The responsibility to implement and use the UDI system doesn’t end with the OEMs but unfortunately, the regulation does. FDA does not have jurisdiction over the other stakeholder groups such as healthcare providers, insurance companies and healthcare IT systems, Daniel said, “the user side.” UDIs and the GUDID will not realize their full potential — for patients or the medical device industry — until the healthcare information technology side of the industry gets up to speed, scanning, logging and storing device-use information.
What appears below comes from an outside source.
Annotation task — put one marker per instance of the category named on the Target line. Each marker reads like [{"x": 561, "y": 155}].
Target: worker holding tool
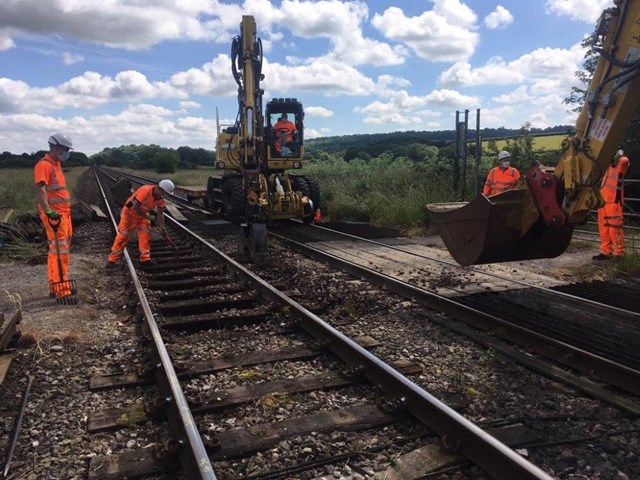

“It is going to be a heavy undertaking for the medical device industry to develop and implement the UDIs,” Daniel said. “The rule is a way to make sure that the manufacturers do this. But it is going to take the healthcare system as a whole to implement this successfully rather than just one sector.
“Manufacturers are focused on doing their part, but I have to say they have also been very supportive of making sure that the rest of the healthcare system is also equipped to implement UDIs. Support from manufacturers in helping identify how UDIs can be effectively and effectively implemented into the rest of the healthcare system will be an important step because the value of UDI won’t be realized unless it’s implemented beyond the manufacturer control.”